Demapan-Castro said this might cause a problem, for instance, for some claimants whose properties are located adjacent to each other, but who do not get a government certification at the same time.

“Say you and your sibling have properties located right next to each other. The government took them expand a road in the 1990s, when the value of real estate in the CNMI was high. Your sibling got his certification right at the time of the taking; but due to bureaucracy or whatever reason, you get your certification only now. There will definitely be a huge difference in the amount of compensation you will get, as compared with his,” she noted.

Demapan-Castro also noted that the law was unclear on which government officials were authorized to make certifications.

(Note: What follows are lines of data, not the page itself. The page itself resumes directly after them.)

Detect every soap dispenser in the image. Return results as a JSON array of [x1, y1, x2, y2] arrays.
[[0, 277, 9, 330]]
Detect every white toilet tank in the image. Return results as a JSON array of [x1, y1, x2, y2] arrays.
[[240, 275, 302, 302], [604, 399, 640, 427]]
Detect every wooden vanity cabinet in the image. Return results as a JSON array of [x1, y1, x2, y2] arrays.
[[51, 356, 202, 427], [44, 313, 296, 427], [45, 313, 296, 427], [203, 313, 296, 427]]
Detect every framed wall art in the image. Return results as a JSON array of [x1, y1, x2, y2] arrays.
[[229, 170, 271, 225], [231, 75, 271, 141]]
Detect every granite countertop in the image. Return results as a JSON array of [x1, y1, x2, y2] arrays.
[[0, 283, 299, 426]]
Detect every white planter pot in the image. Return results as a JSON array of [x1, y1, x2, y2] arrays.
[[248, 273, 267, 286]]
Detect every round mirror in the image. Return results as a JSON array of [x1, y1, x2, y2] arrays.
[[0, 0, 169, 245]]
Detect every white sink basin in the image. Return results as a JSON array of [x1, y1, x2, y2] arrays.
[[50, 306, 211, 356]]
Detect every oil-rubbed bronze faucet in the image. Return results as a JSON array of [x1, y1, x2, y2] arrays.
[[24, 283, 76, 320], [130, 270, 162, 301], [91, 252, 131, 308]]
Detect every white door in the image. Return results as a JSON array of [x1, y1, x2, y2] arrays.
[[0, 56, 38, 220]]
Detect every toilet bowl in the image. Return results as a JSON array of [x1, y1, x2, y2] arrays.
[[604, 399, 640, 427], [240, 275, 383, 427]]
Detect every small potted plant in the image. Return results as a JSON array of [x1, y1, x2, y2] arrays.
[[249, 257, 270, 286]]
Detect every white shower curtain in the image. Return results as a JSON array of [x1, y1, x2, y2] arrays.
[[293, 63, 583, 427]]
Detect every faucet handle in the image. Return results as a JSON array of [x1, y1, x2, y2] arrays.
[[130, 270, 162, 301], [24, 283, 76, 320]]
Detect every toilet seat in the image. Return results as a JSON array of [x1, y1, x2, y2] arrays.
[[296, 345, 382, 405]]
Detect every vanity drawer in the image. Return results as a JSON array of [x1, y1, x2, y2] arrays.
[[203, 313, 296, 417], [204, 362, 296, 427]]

Earlier, Gov. Juan N. Babauta himself had raised concern about this provision, though he took a point of view different from that of MPLA chair.

In a letter to the Legislature, Babauta had noted to the Legislature that many such certifications were made at a time when high market values were prevailing.

“[As such, land compensation] claims…will deplete the $40-million bond issue authorized by [the original Land Compensation Act] and may require authorization of additional bond measures or appropriations by the Legislature to ensure that all persons with land compensation claims are paid in an expeditious manner,” the governor had said.

P.L 14-29 removes the prioritization previously mandated for land compensation claims made by private landowners whose land was taken for public road construction.

Rather, it states that all land compensation claims for public road construction, construction of ponding basins, wetland, and other claims involving private land acquisition should be treated equally.

Further, the new law amends the provisions of the Land Compensation Act related to the transfer of bond proceeds to MPLA and funding of administrative costs of implementing the provisions of the 2002 law.

Under P.L. 14-29, the Commonwealth Development Authority is no longer required to transfer all the proceeds of the $40 million bond issue to MPLA for payment of land compensation claims.

This means that all of the proceeds of the $40 million bond issues should not be held in a separate account by MPLA anymore.

Instead, the bonds’ proceeds should be held in trust by a CDA-appointed trustee that will secure the bond issue funds. The trustee will only release the funds for the purpose of land compensation claims and reasonable administrative costs made at the request of the MPLA commissioner, with the concurrence of the MPLA board.